Chinese state-owned automaker SAIC Motor Corp. said trade actions have affected sales this year as the European Union prepares to hit Chinese electric-vehicle makers with import tariffs.

SAIC’s group sales fell by 37% in July while exports declined 16%, according to the company’s website Wednesday. In a statement posted to Wechat, SAIC blamed “pressures from the EU, US and others” for the fall. Brussels has threatened to impose a 36.3% import tariff on EVs from SAIC, the highest level among the Chinese electric-vehicle manufacturers that were sampled by the EU. The US meanwhile has quadrupled import taxes on Chinese EVs to more than 100%.    
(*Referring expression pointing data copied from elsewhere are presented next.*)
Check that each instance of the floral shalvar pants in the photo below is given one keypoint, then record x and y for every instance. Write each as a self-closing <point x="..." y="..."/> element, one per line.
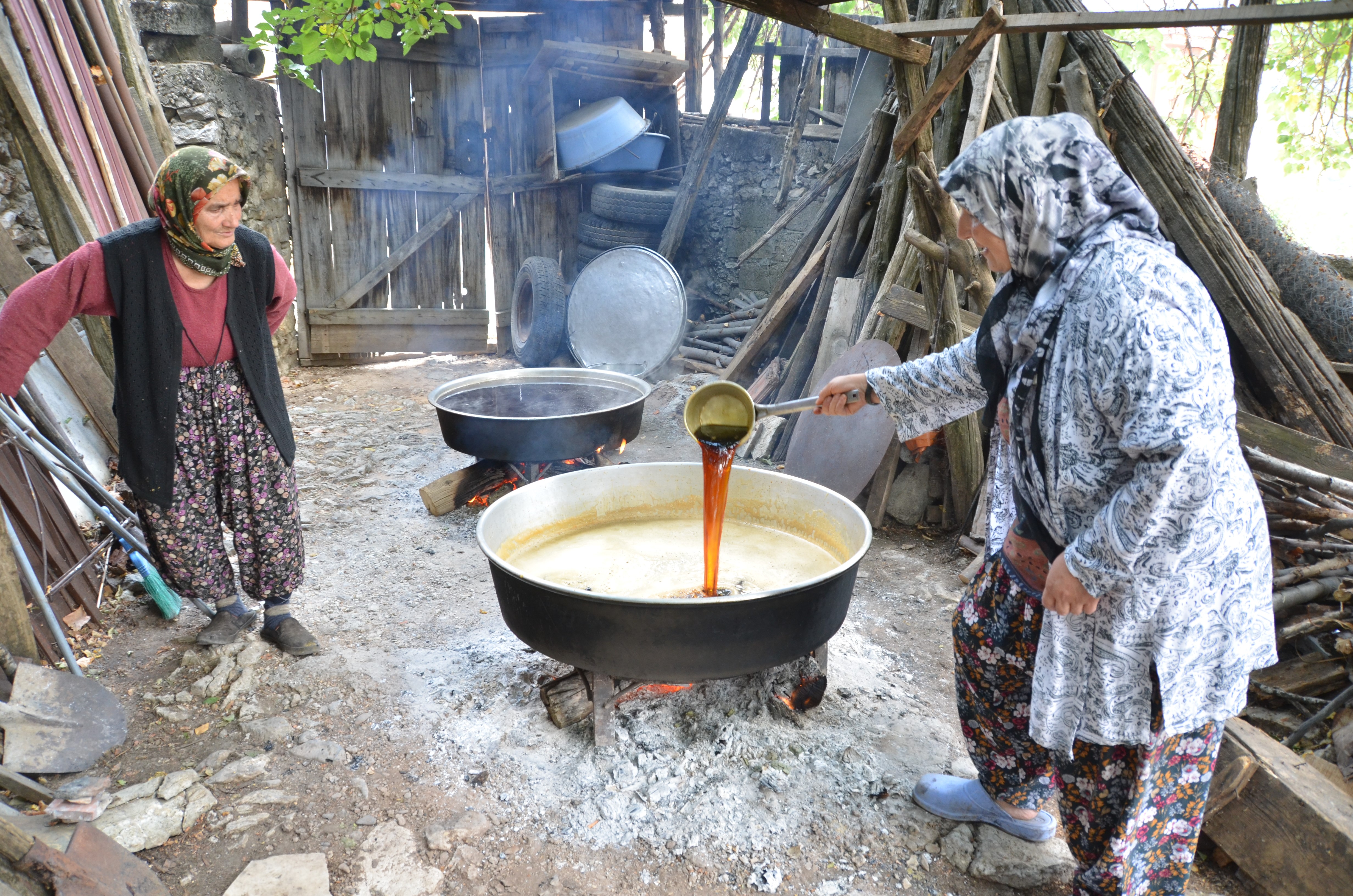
<point x="1130" y="814"/>
<point x="227" y="472"/>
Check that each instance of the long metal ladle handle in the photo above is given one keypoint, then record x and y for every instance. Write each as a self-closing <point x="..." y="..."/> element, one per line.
<point x="795" y="407"/>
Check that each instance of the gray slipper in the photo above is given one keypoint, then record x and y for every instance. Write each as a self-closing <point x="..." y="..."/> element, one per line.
<point x="965" y="800"/>
<point x="225" y="627"/>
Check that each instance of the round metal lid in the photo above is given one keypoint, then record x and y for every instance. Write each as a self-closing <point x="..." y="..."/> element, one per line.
<point x="628" y="308"/>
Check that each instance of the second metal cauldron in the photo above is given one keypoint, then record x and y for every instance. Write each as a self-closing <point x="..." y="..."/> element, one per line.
<point x="540" y="413"/>
<point x="674" y="639"/>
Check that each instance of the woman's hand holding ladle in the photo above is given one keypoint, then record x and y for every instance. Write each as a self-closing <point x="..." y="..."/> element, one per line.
<point x="833" y="402"/>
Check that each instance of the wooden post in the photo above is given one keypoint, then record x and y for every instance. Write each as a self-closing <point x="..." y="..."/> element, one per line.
<point x="807" y="85"/>
<point x="691" y="18"/>
<point x="1053" y="48"/>
<point x="949" y="78"/>
<point x="716" y="49"/>
<point x="239" y="19"/>
<point x="658" y="26"/>
<point x="1240" y="97"/>
<point x="768" y="79"/>
<point x="699" y="162"/>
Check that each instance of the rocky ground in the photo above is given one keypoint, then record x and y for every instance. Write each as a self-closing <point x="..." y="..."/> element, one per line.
<point x="415" y="756"/>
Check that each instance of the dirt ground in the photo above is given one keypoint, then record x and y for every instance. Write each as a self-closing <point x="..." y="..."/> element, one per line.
<point x="431" y="707"/>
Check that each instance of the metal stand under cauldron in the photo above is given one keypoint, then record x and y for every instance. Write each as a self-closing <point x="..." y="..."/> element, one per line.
<point x="573" y="698"/>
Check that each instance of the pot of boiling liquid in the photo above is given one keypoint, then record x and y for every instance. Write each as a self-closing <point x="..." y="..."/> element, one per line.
<point x="604" y="569"/>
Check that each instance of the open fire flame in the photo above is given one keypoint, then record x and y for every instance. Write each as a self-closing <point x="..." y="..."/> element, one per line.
<point x="654" y="690"/>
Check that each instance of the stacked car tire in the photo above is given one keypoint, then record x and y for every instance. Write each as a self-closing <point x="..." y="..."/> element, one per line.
<point x="619" y="217"/>
<point x="623" y="217"/>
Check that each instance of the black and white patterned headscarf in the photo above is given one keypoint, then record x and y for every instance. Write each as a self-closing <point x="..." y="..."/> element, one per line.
<point x="1053" y="191"/>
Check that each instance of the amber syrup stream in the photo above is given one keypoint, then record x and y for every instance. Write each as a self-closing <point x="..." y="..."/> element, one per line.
<point x="716" y="446"/>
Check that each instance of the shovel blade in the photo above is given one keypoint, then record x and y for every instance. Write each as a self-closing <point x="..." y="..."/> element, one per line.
<point x="57" y="722"/>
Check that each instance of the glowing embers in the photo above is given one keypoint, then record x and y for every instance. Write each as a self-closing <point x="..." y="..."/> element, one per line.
<point x="807" y="695"/>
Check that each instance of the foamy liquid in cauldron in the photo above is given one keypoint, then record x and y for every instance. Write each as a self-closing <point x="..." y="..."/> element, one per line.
<point x="661" y="558"/>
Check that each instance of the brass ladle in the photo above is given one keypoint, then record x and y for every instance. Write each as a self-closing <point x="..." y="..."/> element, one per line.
<point x="730" y="409"/>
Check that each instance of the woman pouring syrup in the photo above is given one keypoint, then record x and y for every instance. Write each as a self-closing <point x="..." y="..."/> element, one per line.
<point x="1125" y="593"/>
<point x="202" y="423"/>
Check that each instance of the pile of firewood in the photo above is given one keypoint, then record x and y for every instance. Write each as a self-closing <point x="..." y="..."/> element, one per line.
<point x="709" y="344"/>
<point x="1306" y="700"/>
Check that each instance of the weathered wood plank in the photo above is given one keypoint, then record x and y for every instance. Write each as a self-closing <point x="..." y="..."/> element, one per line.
<point x="421" y="338"/>
<point x="398" y="158"/>
<point x="603" y="59"/>
<point x="401" y="254"/>
<point x="910" y="306"/>
<point x="838" y="26"/>
<point x="949" y="78"/>
<point x="1287" y="829"/>
<point x="356" y="137"/>
<point x="304" y="120"/>
<point x="1145" y="19"/>
<point x="400" y="317"/>
<point x="1294" y="447"/>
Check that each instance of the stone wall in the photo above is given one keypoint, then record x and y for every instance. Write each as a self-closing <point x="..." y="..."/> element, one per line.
<point x="735" y="208"/>
<point x="18" y="210"/>
<point x="208" y="105"/>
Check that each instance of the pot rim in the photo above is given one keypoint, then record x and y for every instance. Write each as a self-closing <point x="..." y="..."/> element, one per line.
<point x="494" y="559"/>
<point x="580" y="376"/>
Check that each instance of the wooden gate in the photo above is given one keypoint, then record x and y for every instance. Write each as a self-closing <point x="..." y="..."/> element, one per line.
<point x="402" y="170"/>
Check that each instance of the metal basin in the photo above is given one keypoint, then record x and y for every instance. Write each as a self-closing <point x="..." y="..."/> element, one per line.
<point x="674" y="639"/>
<point x="539" y="415"/>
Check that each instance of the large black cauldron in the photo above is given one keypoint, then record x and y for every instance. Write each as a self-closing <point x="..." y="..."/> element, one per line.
<point x="540" y="413"/>
<point x="674" y="639"/>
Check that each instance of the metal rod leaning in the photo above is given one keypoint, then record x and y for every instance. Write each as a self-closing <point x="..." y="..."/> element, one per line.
<point x="75" y="469"/>
<point x="30" y="578"/>
<point x="64" y="478"/>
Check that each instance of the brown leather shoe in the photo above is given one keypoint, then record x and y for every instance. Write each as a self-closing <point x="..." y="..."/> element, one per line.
<point x="225" y="629"/>
<point x="291" y="638"/>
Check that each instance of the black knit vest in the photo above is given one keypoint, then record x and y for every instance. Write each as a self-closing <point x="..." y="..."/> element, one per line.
<point x="148" y="348"/>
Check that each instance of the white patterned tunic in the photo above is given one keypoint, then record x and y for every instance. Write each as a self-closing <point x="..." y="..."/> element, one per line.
<point x="1148" y="489"/>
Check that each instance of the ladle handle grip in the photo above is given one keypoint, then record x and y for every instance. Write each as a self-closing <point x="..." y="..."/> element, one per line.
<point x="795" y="407"/>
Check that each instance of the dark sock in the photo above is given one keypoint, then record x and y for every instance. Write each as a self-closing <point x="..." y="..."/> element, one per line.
<point x="236" y="608"/>
<point x="275" y="610"/>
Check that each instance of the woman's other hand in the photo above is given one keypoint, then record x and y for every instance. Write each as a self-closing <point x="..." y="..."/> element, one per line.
<point x="831" y="401"/>
<point x="1064" y="593"/>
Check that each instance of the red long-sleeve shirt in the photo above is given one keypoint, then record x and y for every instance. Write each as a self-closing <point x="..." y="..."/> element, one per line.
<point x="36" y="312"/>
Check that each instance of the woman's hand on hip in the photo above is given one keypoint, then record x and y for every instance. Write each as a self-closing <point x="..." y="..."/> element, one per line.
<point x="1064" y="593"/>
<point x="831" y="401"/>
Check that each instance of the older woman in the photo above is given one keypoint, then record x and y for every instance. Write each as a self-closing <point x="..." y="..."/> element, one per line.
<point x="1125" y="595"/>
<point x="203" y="430"/>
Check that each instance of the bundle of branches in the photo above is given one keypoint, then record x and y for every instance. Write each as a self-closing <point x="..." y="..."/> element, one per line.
<point x="1310" y="286"/>
<point x="1302" y="698"/>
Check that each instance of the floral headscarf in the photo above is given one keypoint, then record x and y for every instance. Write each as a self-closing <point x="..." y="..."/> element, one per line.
<point x="185" y="183"/>
<point x="1053" y="191"/>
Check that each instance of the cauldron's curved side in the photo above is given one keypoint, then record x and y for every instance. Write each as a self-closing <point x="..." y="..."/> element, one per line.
<point x="674" y="641"/>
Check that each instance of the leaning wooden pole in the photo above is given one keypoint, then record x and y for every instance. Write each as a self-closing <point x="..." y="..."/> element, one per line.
<point x="1287" y="371"/>
<point x="949" y="78"/>
<point x="807" y="87"/>
<point x="1240" y="106"/>
<point x="699" y="162"/>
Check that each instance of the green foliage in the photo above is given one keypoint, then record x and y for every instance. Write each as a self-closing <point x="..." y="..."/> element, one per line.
<point x="1195" y="75"/>
<point x="1307" y="88"/>
<point x="1312" y="99"/>
<point x="305" y="34"/>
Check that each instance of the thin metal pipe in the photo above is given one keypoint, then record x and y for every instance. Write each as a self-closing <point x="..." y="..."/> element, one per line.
<point x="75" y="469"/>
<point x="64" y="478"/>
<point x="32" y="581"/>
<point x="1330" y="709"/>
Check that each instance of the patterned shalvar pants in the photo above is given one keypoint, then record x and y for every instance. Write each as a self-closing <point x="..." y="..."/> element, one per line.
<point x="1132" y="814"/>
<point x="227" y="472"/>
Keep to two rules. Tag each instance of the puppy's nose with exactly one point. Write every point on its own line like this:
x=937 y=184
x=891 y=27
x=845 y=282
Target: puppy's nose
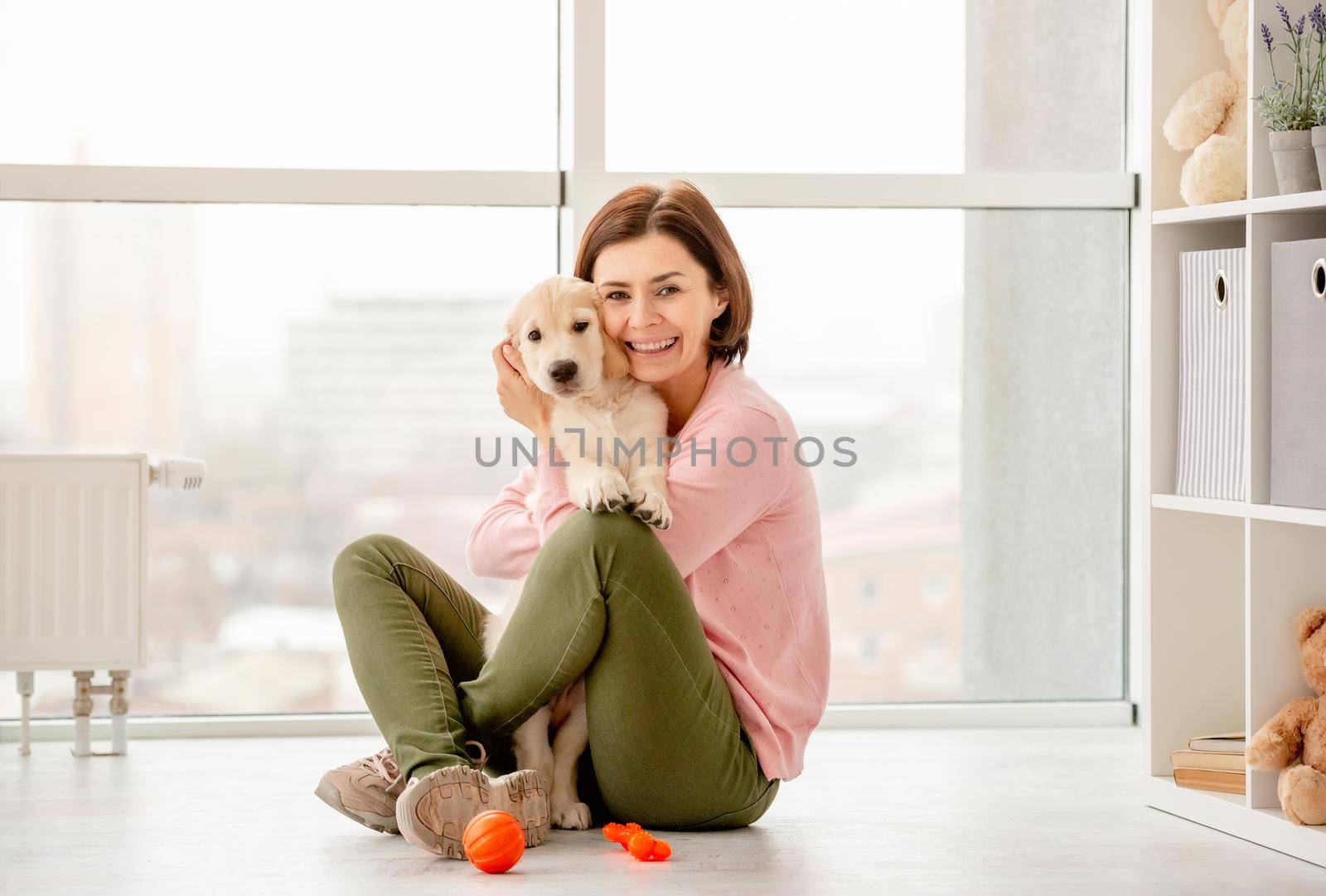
x=563 y=370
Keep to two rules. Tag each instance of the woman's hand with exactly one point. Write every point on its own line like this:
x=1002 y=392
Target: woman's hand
x=520 y=400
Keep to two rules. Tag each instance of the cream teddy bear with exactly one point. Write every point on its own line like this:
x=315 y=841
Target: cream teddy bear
x=1211 y=117
x=1299 y=732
The company said it was working hard to reverse the slump and achieve month-on-month sales growth again. It also hit back at an announcement from the EU on Tuesday that indicated its anti-subsidy investigation against Chinese EV makers is proceeding. The EU probe is against international trade rules, SAIC said in its statement. 

The carmaker is putting its hopes on hybrid models, with deliveries from its MG brand to Europe set to begin shortly. 

“This year, SAIC’s sales in Europe will likely exceed those from last year,” company executive Jia Jianxu was cited as saying. “The passion for hybrid EV models is greater than what we expected.”